Brasil na contramão das ferrovias

José Manoel Ferreira Gonçalves*

Rápidos, seguros, confortáveis e não-poluentes. Charmosos e sinônimos de pontualidade. Assim são os trens de passageiros na Europa, Estados Unidos, China e Japão, descobertos e admirados pelos brasileiros que viajam ao Exterior. Na Índia, outra nação de dimensões continentais, o trem de passageiros é venerado e consolidado como símbolo de integração nacional. Uma realidade porém que está distante de nosso transporte interno. Aqui, há muito as ferrovias passaram a priorizar dois ou três gêneros de carga, enquanto o embarque de passageiros em distâncias médias e longas saía de cena.

O mundo inteiro se preocupa com ferrovia de passageiros, menos o Brasil, que só pensa em carga. Qual a razão disso?

Basta percorrer a reduzida lista de concessionárias de linhas férreas para entendermos um pouco melhor esse quadro absurdo de total abandono do trem para locomoção humana no país. Existe praticamente um duopólio, compartilhado pelas empresas Rumo e Vale, voltadas quase que exclusivamente ao transporte de grãos e minério de ferro.

O último sopro de retomada da vocação dos trens para conectar as pessoas em nosso vasto território aconteceu no início do governo Dilma 1, quando alguns projetos foram ventilados, como a ligação entre Brasília e Goiânia e o sempre cogitado trem entre Campinas e o Rio de Janeiro.

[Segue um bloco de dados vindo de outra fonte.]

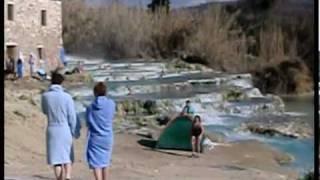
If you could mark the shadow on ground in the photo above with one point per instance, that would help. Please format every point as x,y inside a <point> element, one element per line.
<point>151,145</point>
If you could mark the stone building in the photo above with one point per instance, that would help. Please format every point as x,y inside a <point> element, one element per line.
<point>33,26</point>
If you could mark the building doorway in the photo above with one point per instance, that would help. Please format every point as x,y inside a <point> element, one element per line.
<point>40,53</point>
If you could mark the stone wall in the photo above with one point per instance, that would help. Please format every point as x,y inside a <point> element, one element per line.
<point>27,33</point>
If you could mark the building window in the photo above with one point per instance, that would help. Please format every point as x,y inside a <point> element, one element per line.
<point>10,12</point>
<point>43,17</point>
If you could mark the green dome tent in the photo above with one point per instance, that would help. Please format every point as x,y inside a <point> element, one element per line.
<point>177,135</point>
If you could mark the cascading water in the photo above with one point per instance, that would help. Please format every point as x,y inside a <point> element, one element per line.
<point>143,80</point>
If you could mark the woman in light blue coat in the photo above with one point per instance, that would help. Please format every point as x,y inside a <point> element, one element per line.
<point>62,122</point>
<point>99,118</point>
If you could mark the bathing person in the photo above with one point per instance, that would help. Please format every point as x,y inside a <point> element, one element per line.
<point>99,118</point>
<point>62,121</point>
<point>197,131</point>
<point>187,109</point>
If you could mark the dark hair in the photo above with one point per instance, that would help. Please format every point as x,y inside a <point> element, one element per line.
<point>56,78</point>
<point>195,117</point>
<point>100,89</point>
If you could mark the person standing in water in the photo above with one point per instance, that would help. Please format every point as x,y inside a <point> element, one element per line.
<point>197,131</point>
<point>187,109</point>
<point>99,116</point>
<point>59,108</point>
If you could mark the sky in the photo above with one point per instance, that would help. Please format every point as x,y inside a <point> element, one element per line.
<point>174,3</point>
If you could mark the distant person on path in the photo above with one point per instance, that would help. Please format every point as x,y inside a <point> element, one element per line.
<point>62,122</point>
<point>63,57</point>
<point>31,64</point>
<point>187,109</point>
<point>197,131</point>
<point>99,118</point>
<point>10,67</point>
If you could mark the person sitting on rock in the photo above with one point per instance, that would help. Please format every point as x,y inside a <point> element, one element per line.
<point>187,109</point>
<point>197,131</point>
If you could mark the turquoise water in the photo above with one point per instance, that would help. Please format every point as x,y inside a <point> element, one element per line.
<point>301,149</point>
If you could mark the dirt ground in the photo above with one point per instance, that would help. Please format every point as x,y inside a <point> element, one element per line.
<point>25,153</point>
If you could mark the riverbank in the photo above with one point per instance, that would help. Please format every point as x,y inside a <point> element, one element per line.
<point>25,150</point>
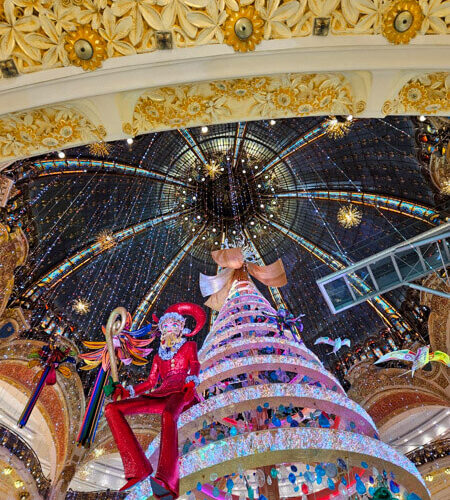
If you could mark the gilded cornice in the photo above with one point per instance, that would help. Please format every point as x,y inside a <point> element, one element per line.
<point>39,34</point>
<point>277,96</point>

Mas nada saiu do papel.

Já à época se cogitou a modalidade das PPPs para viabilizar investimentos. Porém, o tabuleiro da presença privada nas ferrovias brasileiras permaneceu sob o domínio de quem pouco se importa com o papel dos trens na mobilidade.

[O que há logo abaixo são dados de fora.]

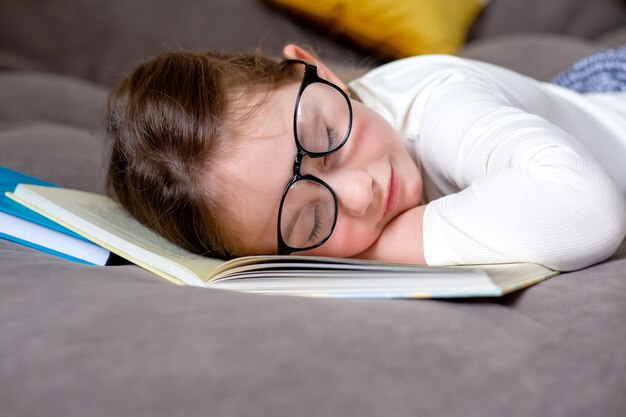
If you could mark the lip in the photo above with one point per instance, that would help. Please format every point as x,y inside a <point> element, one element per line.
<point>392,193</point>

Vários são os reflexos dessa deterioração do trem de passageiros no cenário local: a dependência de rodovias, gargalos na infraestrutura urbana, a proliferação de pedágios e a elevada poluição gerada pela queima de combustíveis fósseis.

O resultado desse descaso foi uma década marcada por greves de caminhoneiros que paralisaram também o transporte de pessoas, a escalada da violência e mortalidade no trânsito. Mesmo em áreas urbanas, onde o trem participa do esforço de mobilidade, o transporte de passageiros está longe de ser satisfatório.

Precisamos nos reencontrar com nossos trens e voltar a admirá-los. A chegada de um governo federal mais preocupado com pessoas e seu bem-estar pode ser o ponto de partida para o  Brasil sair da contramão e retomar o caminho certo para o transporte de passageiros sobre trilhos.

José Manoel Ferreira Gonçalves é engenheiro e presidente da FerroFrente, Frente Nacional pela Volta das Ferrovias.